In what ways will TASTE – as an online magazine and a brand – stand out in the marketplace and fully maximize the capabilities of your format, your global scope, and the breadth of your talented team of contributors?
Standing out in a crowded field is important, no doubt. But what we’re trying to avoid are some of the cheap tricks sometimes used to do this on the Internet: click-bait headlines, circular food content jammed into the square news cycle, images of bacon and burgers ad nauseam. All that isn’t TASTE. What we can do is publish a weekly slate of stories that are unique and tackle an exciting, and sometimes surprising, range of topics. We recently sent a journalist to Denmark during the darkest days of winter to witness firsthand what it’s like to cook and live in the hygge way—a trend you may have read about in the Guardian
or New York Times
Styles section, but one that hasn’t been fully reported from the ground. We have stories about the art of Malaysian meat on a stick, and how the Instant Pot might be the world’s first viral kitchen appliance. Did you ever wonder how to cook with yuzu juice? We have that story coming.
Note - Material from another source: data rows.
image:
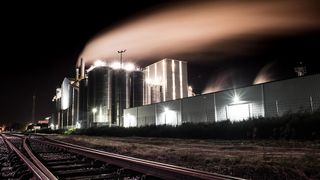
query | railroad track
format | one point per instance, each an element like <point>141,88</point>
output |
<point>14,164</point>
<point>61,160</point>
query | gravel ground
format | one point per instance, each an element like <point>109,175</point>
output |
<point>247,159</point>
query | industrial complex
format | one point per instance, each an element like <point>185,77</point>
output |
<point>121,94</point>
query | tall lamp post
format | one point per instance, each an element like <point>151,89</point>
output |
<point>120,87</point>
<point>94,110</point>
<point>121,52</point>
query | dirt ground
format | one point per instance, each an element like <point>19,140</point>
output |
<point>246,159</point>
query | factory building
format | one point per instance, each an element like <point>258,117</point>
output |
<point>165,80</point>
<point>66,105</point>
<point>270,99</point>
<point>107,89</point>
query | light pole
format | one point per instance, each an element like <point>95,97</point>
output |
<point>120,52</point>
<point>94,110</point>
<point>166,110</point>
<point>120,88</point>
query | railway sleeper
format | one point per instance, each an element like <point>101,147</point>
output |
<point>84,172</point>
<point>70,166</point>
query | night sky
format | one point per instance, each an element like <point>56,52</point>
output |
<point>41,44</point>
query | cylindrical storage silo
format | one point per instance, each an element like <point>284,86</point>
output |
<point>136,91</point>
<point>120,95</point>
<point>83,103</point>
<point>99,96</point>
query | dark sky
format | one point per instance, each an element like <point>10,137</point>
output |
<point>41,44</point>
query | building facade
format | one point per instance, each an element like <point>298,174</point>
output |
<point>263,100</point>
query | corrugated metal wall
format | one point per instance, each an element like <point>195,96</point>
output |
<point>267,100</point>
<point>292,95</point>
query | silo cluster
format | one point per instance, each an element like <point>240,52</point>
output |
<point>105,92</point>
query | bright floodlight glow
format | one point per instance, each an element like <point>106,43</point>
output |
<point>239,112</point>
<point>129,67</point>
<point>99,63</point>
<point>78,125</point>
<point>168,117</point>
<point>130,121</point>
<point>236,99</point>
<point>125,66</point>
<point>115,65</point>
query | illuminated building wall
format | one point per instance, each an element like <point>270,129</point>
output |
<point>110,90</point>
<point>165,80</point>
<point>263,100</point>
<point>68,111</point>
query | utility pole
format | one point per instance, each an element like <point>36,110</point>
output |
<point>120,52</point>
<point>33,107</point>
<point>120,86</point>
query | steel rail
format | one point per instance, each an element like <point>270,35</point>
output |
<point>41,166</point>
<point>152,168</point>
<point>33,168</point>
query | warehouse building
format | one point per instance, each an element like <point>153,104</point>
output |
<point>263,100</point>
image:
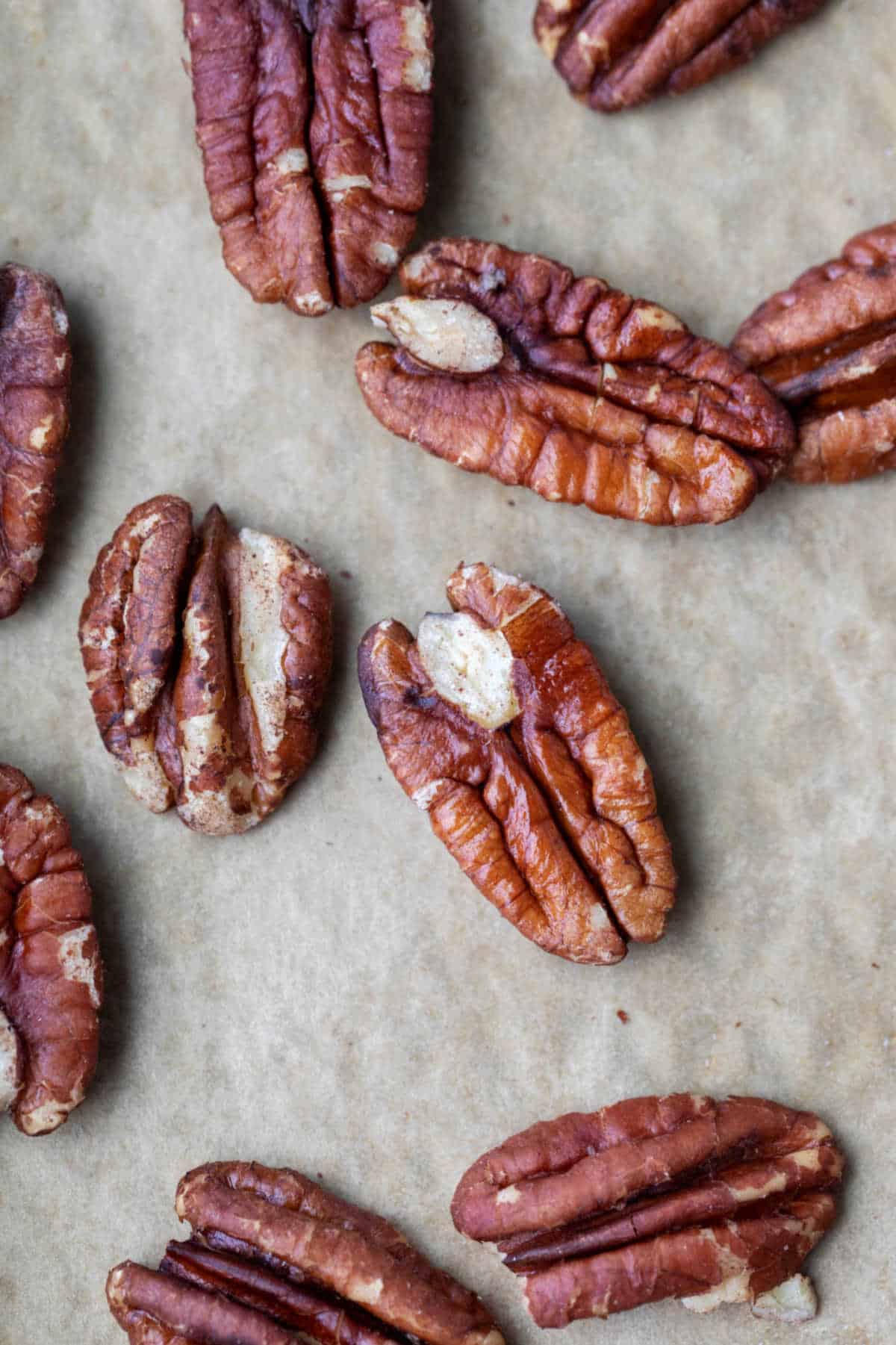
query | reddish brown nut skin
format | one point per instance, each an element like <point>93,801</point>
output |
<point>35,376</point>
<point>600,400</point>
<point>617,54</point>
<point>281,1247</point>
<point>828,349</point>
<point>653,1197</point>
<point>577,743</point>
<point>314,121</point>
<point>323,1316</point>
<point>552,817</point>
<point>208,662</point>
<point>50,970</point>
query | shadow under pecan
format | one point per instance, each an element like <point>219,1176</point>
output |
<point>828,349</point>
<point>50,970</point>
<point>314,119</point>
<point>615,54</point>
<point>275,1258</point>
<point>498,723</point>
<point>658,1197</point>
<point>508,364</point>
<point>206,663</point>
<point>35,376</point>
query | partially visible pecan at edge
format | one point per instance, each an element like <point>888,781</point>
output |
<point>35,374</point>
<point>50,970</point>
<point>208,662</point>
<point>828,349</point>
<point>510,364</point>
<point>275,1259</point>
<point>658,1197</point>
<point>498,723</point>
<point>314,119</point>
<point>615,54</point>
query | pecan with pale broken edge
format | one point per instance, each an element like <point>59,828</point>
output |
<point>617,54</point>
<point>658,1197</point>
<point>510,364</point>
<point>828,349</point>
<point>35,376</point>
<point>498,723</point>
<point>206,663</point>
<point>50,970</point>
<point>314,119</point>
<point>275,1258</point>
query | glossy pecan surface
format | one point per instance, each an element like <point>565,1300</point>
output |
<point>50,970</point>
<point>615,54</point>
<point>35,376</point>
<point>275,1258</point>
<point>498,723</point>
<point>518,369</point>
<point>828,349</point>
<point>206,662</point>
<point>314,119</point>
<point>657,1197</point>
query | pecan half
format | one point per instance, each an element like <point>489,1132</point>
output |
<point>314,119</point>
<point>828,349</point>
<point>35,374</point>
<point>500,724</point>
<point>570,388</point>
<point>275,1259</point>
<point>213,709</point>
<point>615,54</point>
<point>657,1197</point>
<point>50,970</point>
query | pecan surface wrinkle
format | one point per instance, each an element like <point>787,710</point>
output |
<point>828,349</point>
<point>599,398</point>
<point>617,54</point>
<point>50,970</point>
<point>500,724</point>
<point>656,1197</point>
<point>314,121</point>
<point>35,376</point>
<point>208,661</point>
<point>275,1258</point>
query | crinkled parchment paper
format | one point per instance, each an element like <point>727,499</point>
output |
<point>329,992</point>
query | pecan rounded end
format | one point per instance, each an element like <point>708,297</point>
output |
<point>317,183</point>
<point>828,349</point>
<point>35,376</point>
<point>620,55</point>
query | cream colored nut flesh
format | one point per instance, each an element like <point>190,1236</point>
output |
<point>441,332</point>
<point>10,1064</point>
<point>794,1301</point>
<point>470,666</point>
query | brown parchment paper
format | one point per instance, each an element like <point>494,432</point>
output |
<point>329,992</point>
Why do you think there is such a universal fascination with cooking and the culinary arts in the world today, and how will TASTE engage most successfully with this ever-growing consumer base?
Here’s a fact: You have to eat at least three times a day. And for many of us that’s a baseline! Food is universal; it’s the connective tissue that keeps us running as a society. So, unlike sports or film or marathon running, food is a requirement. It’s life. Our goal is to tell stories about food and cooking that takes this requirement and adds some color and detail. We seek to answer questions, but also to ask them. And we think there’s a growing swell of people who are thinking more and more about not just the best brick-oven pizza in their hometown (for the record, in NYC, it’s Motorino), but how to make traditional Neapolitan pies at home.